Concretely rejected because:

  1. Every downstream graph query becomes ambiguous. "Give me the N-hop neighbors of this article" — does that traverse through concept nodes or not?
  2. It doubles the UI's decision surface (colors, sizes, interactions) for both node types.
  3. Obsidian's graph view, which is the closest mental-model reference for WikiMind users, uses concepts as coloring, not as nodes. Matching that model minimizes user onboarding friction.
  4. Trivial to change later if real usage demands it — add a separate /graph/concepts view without touching the main graph.
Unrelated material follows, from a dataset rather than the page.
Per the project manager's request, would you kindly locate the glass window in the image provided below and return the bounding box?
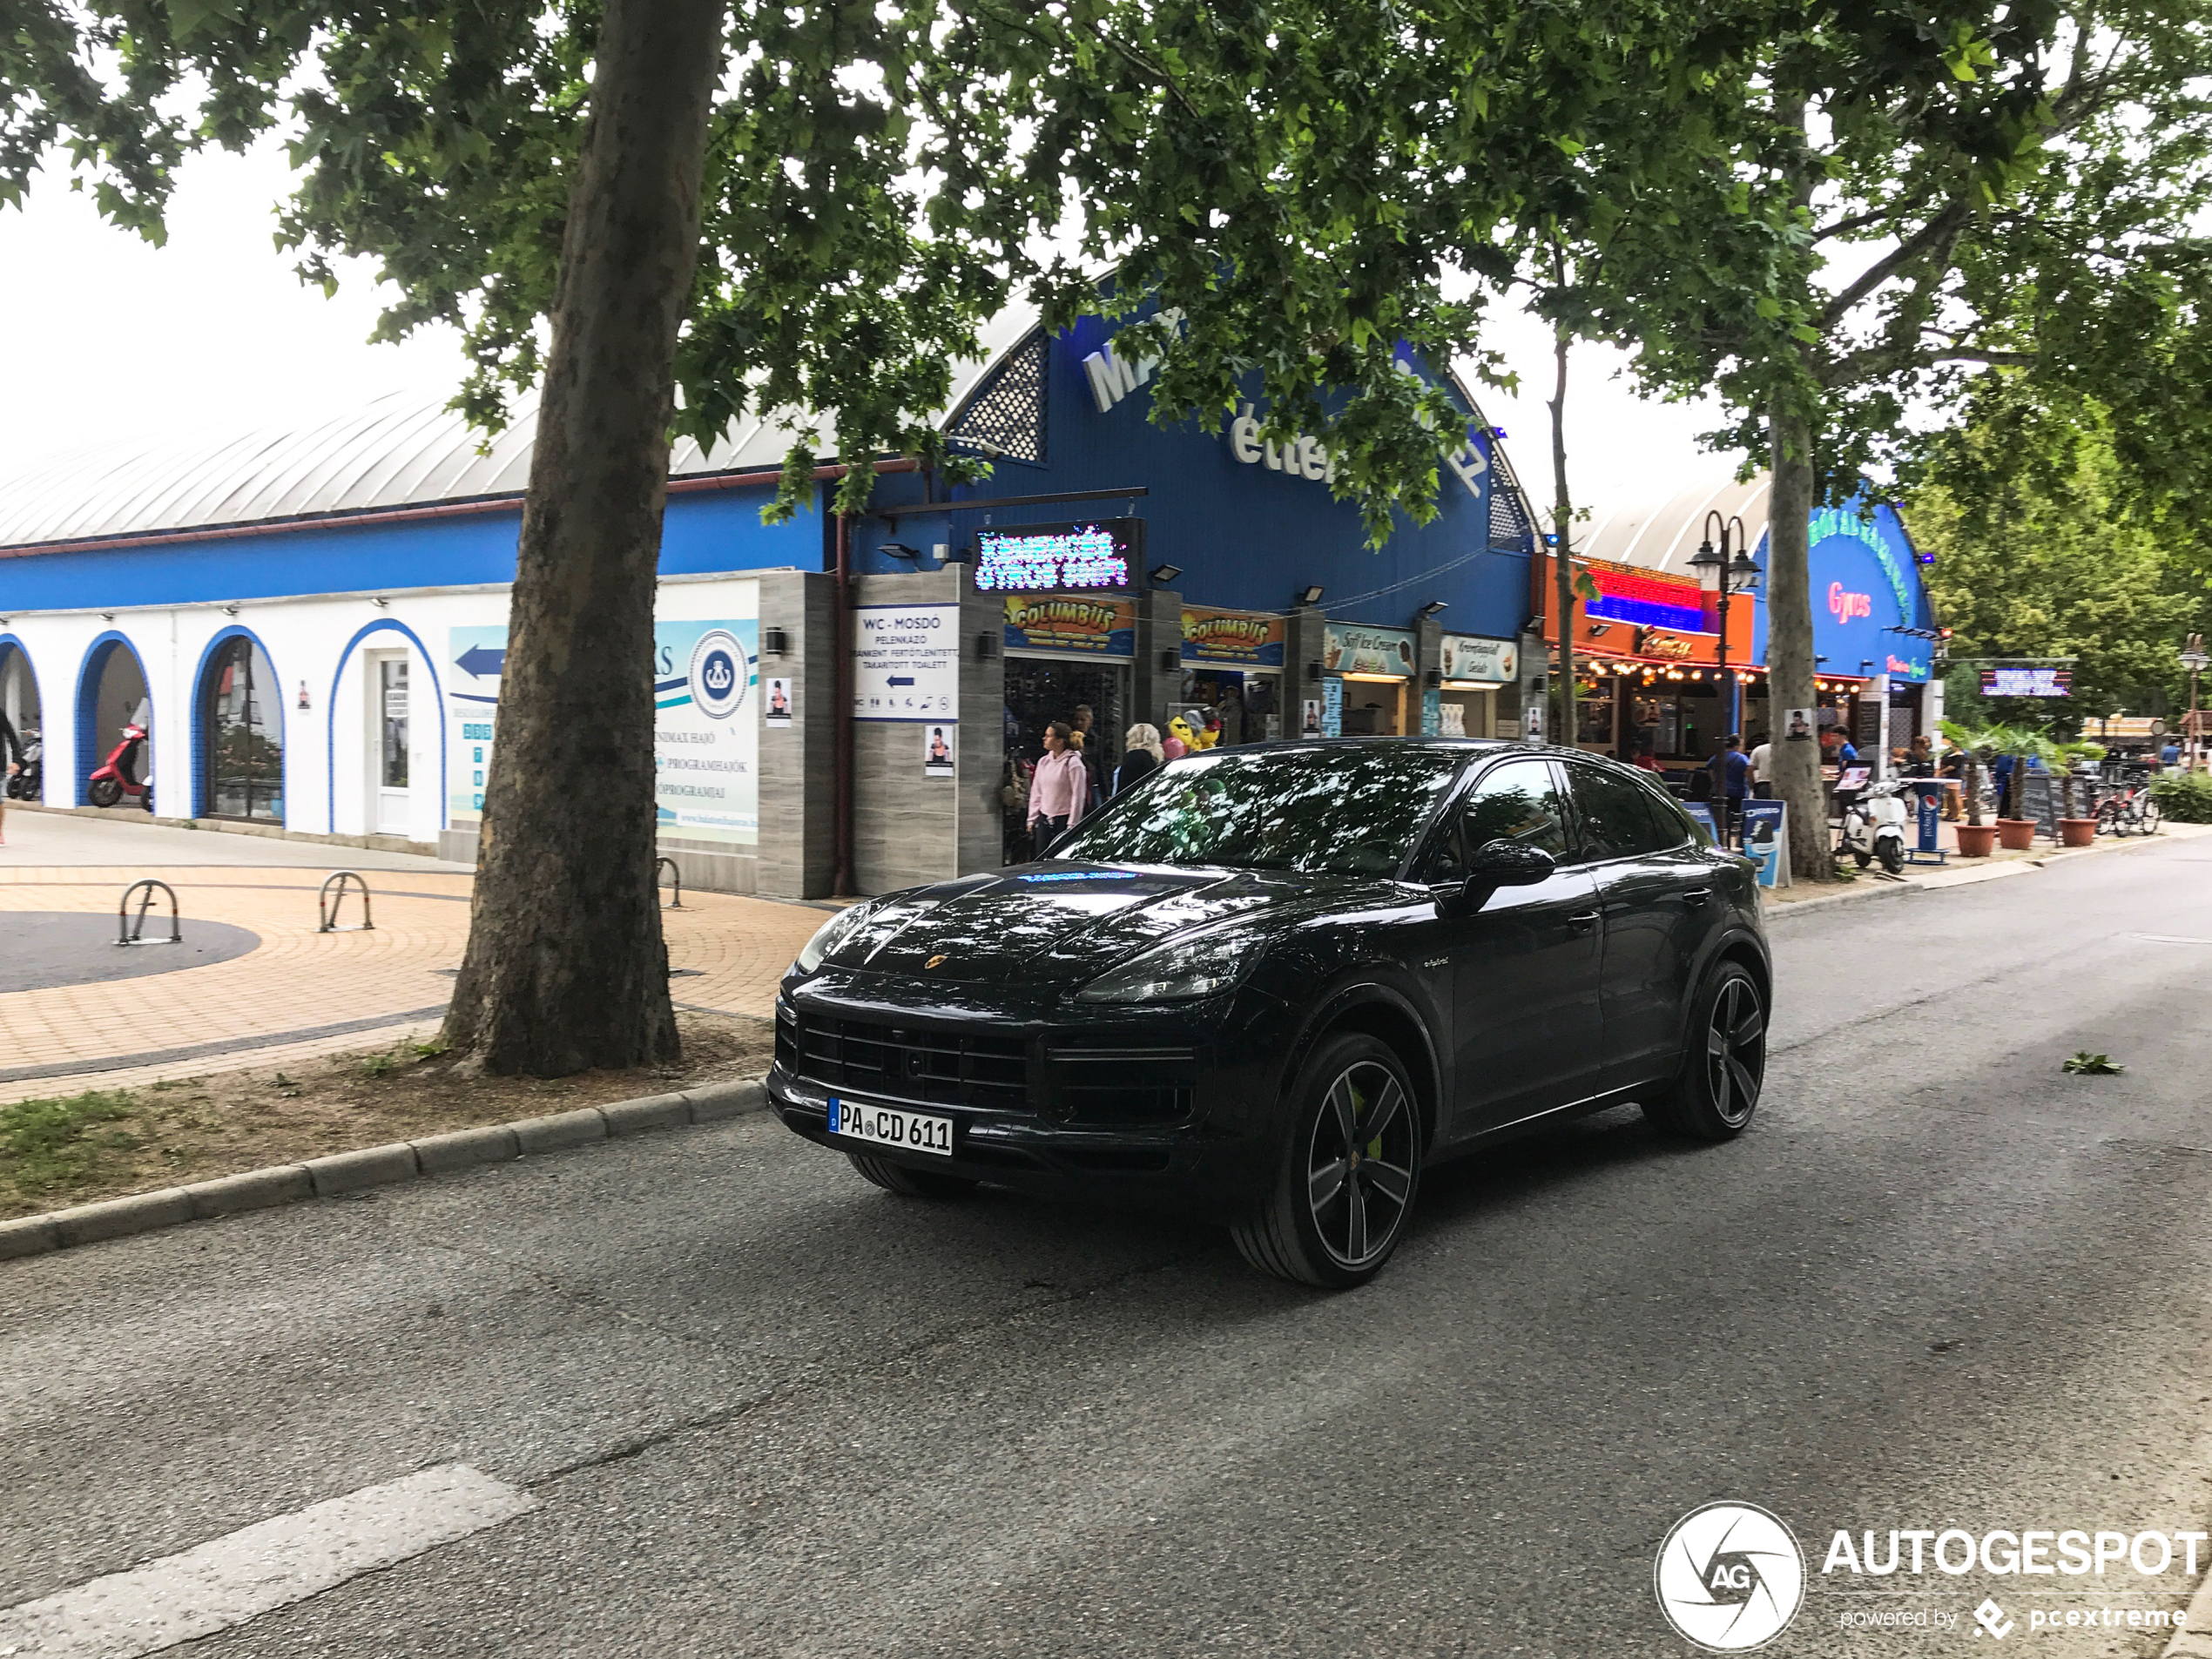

Concepts in a second parallel graph (two views side by side). Rejected for MVP on scope grounds. Potentially worth revisiting in a future epic if users show concrete interest in browsing by concept structure.

Consequences

Enables

  • Zero new infrastructure. Epic 3 ships as pure code changes against the existing SQLite + FastAPI + React stack. No new services to run, no new skill to learn, no new failure modes.
  • Full graph available as one API call. GET /wiki/graph is a single round trip that returns everything the viewer needs. Pan, zoom, filter, and hover all happen client-side against in-memory data.
  • Layout algorithm is swappable. Because the backend doesn't own layout, the frontend can migrate from react-force-graph-2d to react-force-graph-webgl (WebGL variant, same API) or to cytoscape.js without any backend change.
  • Concept coloring degrades gracefully. If Concept rows are sparse or the concept taxonomy (#24) isn't yet populated, concept_cluster is null and the graph renders in a single color. Still usable, still navigable.
  • Future graph queries (N-hop neighborhood, shortest path, cluster subgraph) are BFS/DFS over the existing Backlink table, in Python, with no new storage. Each becomes a new route on /wiki/graph/* without touching the data model.

Constrains

  • Backend cannot serve a "pre-arranged" graph. If users ever ask for persistent node positions ("I want article X to always sit in the top- left"), this ADR needs to be revisited. For now, layout is ephemeral and that is a deliberate choice.
  • Graph quality is bounded by Backlink quality. Since the edges are exactly the rows in the Backlink table, any gap, regression, or false positive in the wikilink resolver (#95) is directly visible in the graph. There is no second source of truth.
  • GET /wiki/graph is a hot endpoint. It is called on every /graph page load and returns potentially the entire article corpus. Keeping it lean is a continuous obligation — new fields on GraphNode or GraphEdge cost every call.
  • Scale cliff, if it ever arrives, hits the frontend first. At ~500 article nodes without WebGL, the force simulation becomes sluggish. The backend keeps working fine. Degradation strategy (auto-filter to top-N most-connected, migrate to WebGL renderer) is a frontend concern.

Risks

  • SQLite-backed storage may become inadequate at unforeseen scale. If a user imports a large Obsidian vault (thousands of articles, tens of thousands of backlinks) the queries may become slow enough to matter. Mitigation: cache GET /wiki/graph in memory (planned in spec §5f); revisit a graph database only if measurements show it's necessary, not preemptively.
  • The client-side layout commitment makes certain future features harder. If WikiMind ever needs to render the graph in a non-JS context (CLI, PDF export, server-side screenshot for a social preview), the layout algorithm will have to be re-implemented somewhere that has positions. Mitigation: cross that bridge when we come to it. No current user story wants it.
  • Concept-as-coloring is a weaker signal than concept-as-node. A user wanting to browse their wiki by concept hierarchy is better served by the Wiki Explorer's concept sidebar than by the graph. The graph is the connectivity view, not the taxonomy view. Mitigation: document this clearly in the user-facing copy; consider a second "concept graph" view as a follow-on epic if users ask for it.
  • Epic 3 is meaningless until #95 ships. The Backlink table is effectively empty today. If #95 slips, Epic 3's implementation can start (PR 1 data-model polish is independent) but PR 2 (the actual graph view) must wait. Mitigation: track #95 as an explicit hard dependency in the spec and in PR 2's description.